I liked the name, snow goose, and I liked the sight of them.
~Mary Burns, In The Private Eye: Observing Snow Geese
Here is a brief update on my post about this year’s Christmas Bird Count on the Pungo Unit of Pocosin Lakes National Wildlife Refuge…as I mentioned yesterday, we spent some time observing a large flock of snow geese when they landed in one of the fields near the refuge entrance. I finally got out of the car, went around back, and stood out of the rain under the open hatch to scope the flock. I was looking for Ross’s geese, and for collared birds. As I scanned the far edge of the flock, I finally spotted a yellow neck collar on one snow goose. As is often the case, the bird was partially obscured by a layer of bobbing necks and heads of other birds, making it difficult to read the collar code. I managed to get T as the first letter, and then 08 as the last two digits. I finally had Melissa get out and take a look and she nailed it…TJ08. We recorded that to report when we got home. Yesterday morning, I submitted our observation online at the USGS Bird Banding Laboratory site for so-called auxiliary markers.

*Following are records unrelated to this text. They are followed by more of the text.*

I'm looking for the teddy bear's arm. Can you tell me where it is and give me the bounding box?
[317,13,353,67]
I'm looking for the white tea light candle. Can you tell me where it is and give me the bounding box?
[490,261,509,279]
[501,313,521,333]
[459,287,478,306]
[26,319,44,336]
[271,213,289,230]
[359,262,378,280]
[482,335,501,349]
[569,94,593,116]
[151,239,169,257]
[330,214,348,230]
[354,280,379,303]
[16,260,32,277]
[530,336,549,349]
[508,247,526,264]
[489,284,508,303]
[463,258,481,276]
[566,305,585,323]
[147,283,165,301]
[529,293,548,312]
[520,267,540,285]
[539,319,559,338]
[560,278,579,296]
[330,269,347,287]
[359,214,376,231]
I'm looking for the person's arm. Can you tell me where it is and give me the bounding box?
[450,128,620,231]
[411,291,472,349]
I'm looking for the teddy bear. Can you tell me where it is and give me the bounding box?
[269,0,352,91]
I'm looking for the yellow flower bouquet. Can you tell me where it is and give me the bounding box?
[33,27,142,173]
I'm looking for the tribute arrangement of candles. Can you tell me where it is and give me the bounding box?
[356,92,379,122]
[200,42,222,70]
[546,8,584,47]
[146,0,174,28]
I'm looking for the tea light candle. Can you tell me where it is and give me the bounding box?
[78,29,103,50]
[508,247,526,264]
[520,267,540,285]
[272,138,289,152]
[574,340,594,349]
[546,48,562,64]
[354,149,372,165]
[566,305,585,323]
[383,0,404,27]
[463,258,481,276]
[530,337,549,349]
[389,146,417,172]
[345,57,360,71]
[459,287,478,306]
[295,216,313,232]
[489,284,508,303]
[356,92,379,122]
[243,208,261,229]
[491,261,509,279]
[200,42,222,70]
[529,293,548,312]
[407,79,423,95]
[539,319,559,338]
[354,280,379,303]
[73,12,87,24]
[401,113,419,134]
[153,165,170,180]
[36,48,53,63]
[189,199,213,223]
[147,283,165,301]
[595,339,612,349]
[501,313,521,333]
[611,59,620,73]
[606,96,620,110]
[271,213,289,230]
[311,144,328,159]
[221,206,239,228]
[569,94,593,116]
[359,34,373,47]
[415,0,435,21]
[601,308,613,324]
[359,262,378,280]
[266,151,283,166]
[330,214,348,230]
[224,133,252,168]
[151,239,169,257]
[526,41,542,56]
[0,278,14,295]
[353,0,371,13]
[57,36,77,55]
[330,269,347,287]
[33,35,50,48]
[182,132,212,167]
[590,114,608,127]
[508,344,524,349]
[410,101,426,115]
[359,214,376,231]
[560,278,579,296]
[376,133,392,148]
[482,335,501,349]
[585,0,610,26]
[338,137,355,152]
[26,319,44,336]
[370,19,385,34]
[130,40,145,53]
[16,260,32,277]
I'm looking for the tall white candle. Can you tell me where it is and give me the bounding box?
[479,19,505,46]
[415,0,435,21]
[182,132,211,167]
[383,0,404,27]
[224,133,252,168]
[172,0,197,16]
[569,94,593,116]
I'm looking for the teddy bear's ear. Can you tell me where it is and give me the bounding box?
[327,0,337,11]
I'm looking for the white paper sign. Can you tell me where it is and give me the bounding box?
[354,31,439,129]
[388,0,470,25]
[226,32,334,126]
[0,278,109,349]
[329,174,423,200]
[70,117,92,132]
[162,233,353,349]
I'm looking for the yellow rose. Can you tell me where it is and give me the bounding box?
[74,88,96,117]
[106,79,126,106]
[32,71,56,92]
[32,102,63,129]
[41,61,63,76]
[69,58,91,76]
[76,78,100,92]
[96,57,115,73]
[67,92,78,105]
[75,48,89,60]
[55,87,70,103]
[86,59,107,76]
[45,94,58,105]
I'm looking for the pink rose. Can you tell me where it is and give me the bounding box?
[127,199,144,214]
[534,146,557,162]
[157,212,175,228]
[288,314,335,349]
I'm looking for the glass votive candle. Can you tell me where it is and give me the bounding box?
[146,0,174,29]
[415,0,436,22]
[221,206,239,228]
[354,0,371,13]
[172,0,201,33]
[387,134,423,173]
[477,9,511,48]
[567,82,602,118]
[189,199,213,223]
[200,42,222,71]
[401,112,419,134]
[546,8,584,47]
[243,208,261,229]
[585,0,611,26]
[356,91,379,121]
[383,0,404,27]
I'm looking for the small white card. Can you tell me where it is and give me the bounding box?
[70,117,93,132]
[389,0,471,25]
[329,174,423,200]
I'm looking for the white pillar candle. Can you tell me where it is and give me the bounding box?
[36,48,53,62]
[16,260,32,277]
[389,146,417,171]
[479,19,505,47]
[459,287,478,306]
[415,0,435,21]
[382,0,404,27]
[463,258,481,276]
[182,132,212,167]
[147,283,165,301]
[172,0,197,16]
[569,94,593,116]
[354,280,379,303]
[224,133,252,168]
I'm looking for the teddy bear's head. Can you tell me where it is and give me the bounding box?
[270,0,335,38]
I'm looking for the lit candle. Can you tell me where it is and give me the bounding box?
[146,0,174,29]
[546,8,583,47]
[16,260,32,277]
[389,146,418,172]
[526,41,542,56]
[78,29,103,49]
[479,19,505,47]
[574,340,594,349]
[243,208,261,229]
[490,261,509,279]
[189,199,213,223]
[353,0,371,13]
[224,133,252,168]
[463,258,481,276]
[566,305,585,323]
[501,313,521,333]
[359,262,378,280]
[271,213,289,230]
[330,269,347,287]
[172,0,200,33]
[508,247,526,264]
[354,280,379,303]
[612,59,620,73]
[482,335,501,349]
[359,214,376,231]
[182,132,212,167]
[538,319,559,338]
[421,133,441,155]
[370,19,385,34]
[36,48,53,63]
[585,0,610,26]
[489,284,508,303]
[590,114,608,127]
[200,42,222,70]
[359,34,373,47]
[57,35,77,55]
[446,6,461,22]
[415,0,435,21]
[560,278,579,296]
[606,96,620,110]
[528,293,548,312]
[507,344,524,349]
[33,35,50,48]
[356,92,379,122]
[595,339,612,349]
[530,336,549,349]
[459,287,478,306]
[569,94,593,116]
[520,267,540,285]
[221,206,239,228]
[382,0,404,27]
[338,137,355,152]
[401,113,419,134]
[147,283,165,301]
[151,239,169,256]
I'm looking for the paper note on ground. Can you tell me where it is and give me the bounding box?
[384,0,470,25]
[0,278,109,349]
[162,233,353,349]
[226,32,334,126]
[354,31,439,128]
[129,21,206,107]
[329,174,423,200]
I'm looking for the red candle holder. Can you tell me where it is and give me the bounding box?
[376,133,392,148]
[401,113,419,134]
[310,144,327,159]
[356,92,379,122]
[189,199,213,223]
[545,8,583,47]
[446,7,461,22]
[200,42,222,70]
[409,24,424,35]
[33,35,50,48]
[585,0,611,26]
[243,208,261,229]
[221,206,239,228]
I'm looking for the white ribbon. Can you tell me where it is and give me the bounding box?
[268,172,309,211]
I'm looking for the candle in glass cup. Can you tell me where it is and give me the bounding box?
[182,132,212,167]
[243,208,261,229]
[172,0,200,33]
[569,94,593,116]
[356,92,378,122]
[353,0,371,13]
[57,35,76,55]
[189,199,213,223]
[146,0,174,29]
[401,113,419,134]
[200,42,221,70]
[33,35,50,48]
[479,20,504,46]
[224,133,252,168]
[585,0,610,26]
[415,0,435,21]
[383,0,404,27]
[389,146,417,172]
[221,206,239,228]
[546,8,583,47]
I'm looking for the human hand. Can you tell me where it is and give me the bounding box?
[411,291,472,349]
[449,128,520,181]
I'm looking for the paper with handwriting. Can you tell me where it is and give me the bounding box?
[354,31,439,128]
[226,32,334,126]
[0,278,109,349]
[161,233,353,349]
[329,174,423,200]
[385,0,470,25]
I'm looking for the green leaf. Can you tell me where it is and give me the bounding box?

A collared snow goose from a previous winter shows how difficult it can be to read (click photos to enlarge)
Many researchers use markers that allow observers to identify an individual bird at a distance. The most common one for large waterfowl, like geese and swans, is a plastic neck collar. I have helped put this type of marker on tundra swans on many earlier visits to the Pungo Unit when the refuge was participating in migration studies of this species. That study was concluded many years ago, so it is now rare to find a collared swan, but I have observed and reported collared snow geese on several occasions over the past few years. I was surprised to receive an email last night with the certificate for our bird…
This bird was banded by the same researcher that banded some of my previous records. The location is above the Arctic Circle in Canada, a distance of about 2600 miles from where TJ08 is spending this winter.
Seeing this record of one bird’s remarkable journey reminds me of how much I have missed the huge flocks of snow geese the past couple of years. Their behavior has been less predictable, their numbers lower, but there are signs that this year may be a good one for observing snow geese at Pungo. There really is something magical about the huge flocks of noisy birds. Mary Burns puts it well in her book about snow geese – I was surprised, then stopped breathless for a moment, by the sudden rising of tens of thousands of snow geese at once, the airy tumult of the madly beating black-tipped wings, the high soprano bark of their calls. I described them to someone as poetic, the way they stretch out across the sky like the broken lines of verse. I thank TJ08 for helping make the winter wonderland of Pungo another memorable line of poetic verse.